A study released Wednesday by the Pew Research Center highlights diminished hopes, too, for the roughly 50 percent of adults defined as middle class, with household incomes ranging from $39,000 to $118,000. The report describes this mid-tier group as suffering its “worst decade in modern history,” having fallen backward in income for the first time since the end of World War II.
Three years after the recession technically ended, fewer middle class Americans believe that hard work will allow them to get ahead in life. Families are now more likely to say their children’s economic future will be the same or worse than their own.

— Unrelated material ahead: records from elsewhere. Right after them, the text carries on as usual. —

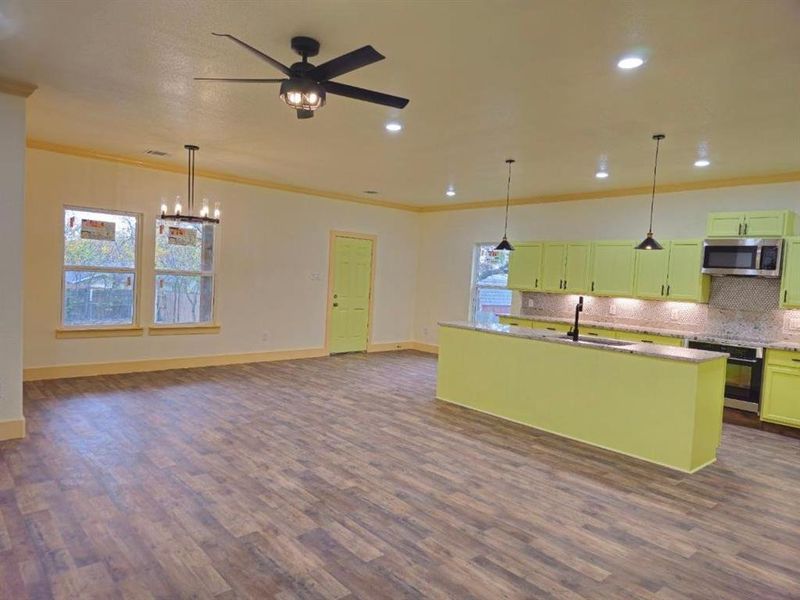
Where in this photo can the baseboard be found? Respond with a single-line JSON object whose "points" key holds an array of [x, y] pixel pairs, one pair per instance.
{"points": [[12, 430], [423, 347], [142, 366]]}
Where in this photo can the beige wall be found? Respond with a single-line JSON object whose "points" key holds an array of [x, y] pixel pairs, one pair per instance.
{"points": [[12, 180], [271, 243], [448, 238]]}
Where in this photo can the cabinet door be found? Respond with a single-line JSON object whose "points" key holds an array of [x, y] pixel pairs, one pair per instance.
{"points": [[524, 267], [652, 267], [790, 279], [781, 398], [725, 224], [613, 268], [766, 223], [684, 280], [576, 273], [554, 256]]}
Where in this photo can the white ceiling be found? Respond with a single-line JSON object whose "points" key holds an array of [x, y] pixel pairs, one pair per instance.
{"points": [[533, 80]]}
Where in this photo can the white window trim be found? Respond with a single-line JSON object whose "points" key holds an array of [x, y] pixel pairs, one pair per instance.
{"points": [[136, 271], [212, 325]]}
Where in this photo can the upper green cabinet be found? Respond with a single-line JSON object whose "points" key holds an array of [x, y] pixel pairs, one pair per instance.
{"points": [[554, 257], [790, 280], [765, 223], [578, 266], [672, 273], [613, 268], [525, 266]]}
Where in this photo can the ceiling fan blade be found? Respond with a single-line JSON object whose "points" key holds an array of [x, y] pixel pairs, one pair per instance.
{"points": [[348, 91], [346, 63], [281, 67], [239, 80]]}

The Pew study is just the latest indicator of a long-term trend of widening U.S. income inequality. The Census Bureau reported last year that income fell for the wealthiest – down 1.2 percent to $180,810 for the top 5 percent of households. But the bottom fifth of households – those making $20,000 or less – saw incomes decline 4 percent.
The new study reviewed 2010 data from the Census Bureau and Federal Reserve, defining “middle class” as the tier of adults whose household income falls between two-thirds and double the national median income, or $39,418 to $118,255 in 2010 for a family of three. By this definition, “middle class” makes up about 51 percent of U.S. adults, down from 61 percent in 1971.
In 1970, the share of U.S. income that went to the middle class was 62 percent, while wealthier Americans received 29 percent. By 2010, the middle class had 45 percent of the nation’s income, tying a low first reached in 2006, compared to 46 percent for upper-income Americans.